# Want to buy "BELKIN N300 F9J1002ZB WIFI MODEM ROUTER"?   REVIEWS PLEASE................!!



## Nikhil Jain (Mar 22, 2013)

GUYS,

I want to buy the above modem +  router for *my MTNL connection.*

If somebody has used it or knows about it, can you tell me should I go for it or not?

This one :- 
Belkin N300 Wireless N Modem - Belkin: Flipkart.com

Aur kitne mein aa jayega

Thanks


----------



## whitestar_999 (Mar 22, 2013)

get this which is cheaper & better:
TP-LINK TD-W8961ND 300Mbps ADSL2+ Wireless with ModemRouter - TP-LINK: Flipkart.com


----------



## gcbeldar (Mar 23, 2013)

+1 for TpLink
I bought for one of my friend. Excellent features and UI.


----------



## Nikhil Jain (Mar 25, 2013)

NO price wise Iam getting this Belkin router for Rs. 1650/- only.
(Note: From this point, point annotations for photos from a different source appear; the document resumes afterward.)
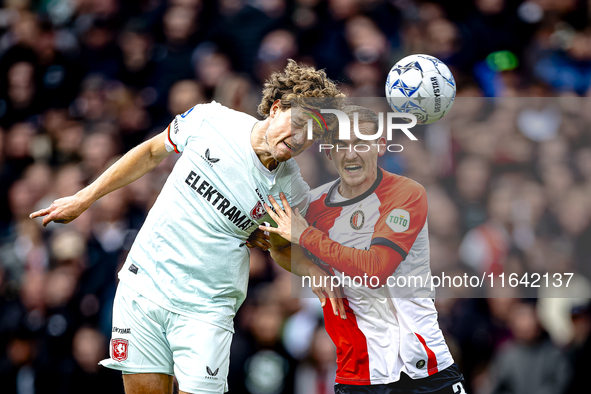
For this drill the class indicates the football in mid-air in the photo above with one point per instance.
(421, 85)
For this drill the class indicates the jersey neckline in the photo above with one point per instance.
(355, 200)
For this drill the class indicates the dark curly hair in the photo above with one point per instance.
(296, 81)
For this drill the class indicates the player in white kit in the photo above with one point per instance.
(187, 272)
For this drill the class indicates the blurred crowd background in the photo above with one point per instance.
(509, 180)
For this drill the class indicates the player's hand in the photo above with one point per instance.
(322, 292)
(62, 210)
(258, 239)
(290, 226)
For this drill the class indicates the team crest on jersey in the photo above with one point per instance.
(119, 349)
(357, 220)
(258, 212)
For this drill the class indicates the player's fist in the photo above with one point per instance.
(62, 210)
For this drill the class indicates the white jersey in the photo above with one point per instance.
(190, 255)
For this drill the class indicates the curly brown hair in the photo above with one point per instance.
(296, 81)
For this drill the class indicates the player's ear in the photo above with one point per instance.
(275, 108)
(382, 146)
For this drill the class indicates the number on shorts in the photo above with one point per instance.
(458, 388)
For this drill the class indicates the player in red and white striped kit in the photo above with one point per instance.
(374, 223)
So is this good and moreso Is it compatible....White*!!
Thanks anyways


----------



## whitestar_999 (Mar 25, 2013)

all adsl modems are OS independent so no question of incompatibility.as for quality i don't know but i would rather save 400 more & buy tp-link 2 weeks later than getting a belkin today.


----------



## shreymittal (Mar 25, 2013)

+1 for TP-LINK best buy under 2k you won't regret.


----------